After the reproduction phase, there will be a population of offspring, each of whom will need to determine a fitness score that will somehow reflect the aesthetics of the visual structures. An algorithmic determination of these values would require a formal aesthetic model that is not or only partially available in previous methods for evolutionary art. Therefore, algorithmic methods are limited to the determination of simple properties of the image analysis and models based thereon. The definition of fitness by a human or a group of people is widespread (interactive evolution). Usually this is the artist who sets the ratings according to his subjective aesthetic criteria. For example, alternative methods of empirical fitness estimation is the time a viewer views a visual structure presented to them. There are also preconscious methods in which an attempt is made to derive a correlation between physiologically measurable characteristics of an observer and his aesthetic evaluations (eg, pupil reactions ). The most innovative approaches are offered here by neuroesthetics which identifies brain regions involved in aesthetic assessments that are supposed to produce correlations between the activities of these regions and aesthetic assessments (analogous methods such as neuromarketing). However, as these approaches require complex and still very expensive medical imaging equipment , their use in evolutionary art has so far been limited to a few small studies.
If parents and offspring each have a fitness value, a selection strategy is used to determine which individual may continue to exist in the next generation and possibly reproduce. This selection strategy considers either only the offspring or the union of parents and offspring. Furthermore, if no abort criterion, such as reaching a predetermined maximum number of generations, is reached, the next iteration of the evolutionary art process is started with a new reproduction phase.

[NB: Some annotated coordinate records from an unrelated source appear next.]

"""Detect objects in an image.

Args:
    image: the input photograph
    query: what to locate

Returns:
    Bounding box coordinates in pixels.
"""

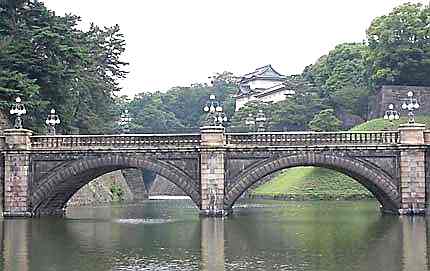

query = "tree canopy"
[367,3,430,86]
[0,1,127,133]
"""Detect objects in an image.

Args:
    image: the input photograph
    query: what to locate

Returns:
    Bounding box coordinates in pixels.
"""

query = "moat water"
[0,199,430,271]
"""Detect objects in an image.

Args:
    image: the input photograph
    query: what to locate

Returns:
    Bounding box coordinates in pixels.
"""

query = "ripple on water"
[114,218,176,225]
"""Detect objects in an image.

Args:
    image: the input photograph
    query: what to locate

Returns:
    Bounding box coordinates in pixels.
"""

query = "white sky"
[44,0,429,95]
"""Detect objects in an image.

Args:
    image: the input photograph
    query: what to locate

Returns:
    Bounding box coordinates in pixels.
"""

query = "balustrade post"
[200,126,229,216]
[0,129,32,217]
[399,123,427,214]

One application of evolutionary art is non-photorealistic rendering , a field of computer graphics in which graphics are deliberately not faithfully represented in their physical image. An example is the generation of an artificial painting from a photograph . The British scientists Collomosse and Hall developed in 2005 an algorithm that produces paintings based on photographs. A painting is understood as a sequence of brushstrokes, with brushstrokes defined by attributes such as position, direction, color, etc. A genetic algorithmis used to search the space of all possible paintings in this way. The fitness function , which assigns a quality to each solution candidate , compares the edge image of a candidate to an initially calculated salience image . The salience of a picture detail indicates how obvious it is to a human viewer. In the algorithm of Collomosse and Hall, the salience of image details is made up of three factors: rarity level, degree of visibility, and a third factor that first learns the taste of users in subregions to distinguish important artifacts from unimportant ones.
The salience calculation is based on the idea that works of art represent “not a mirror” ( Ernst Gombrich) of reality, but rather an interpretation of the artist.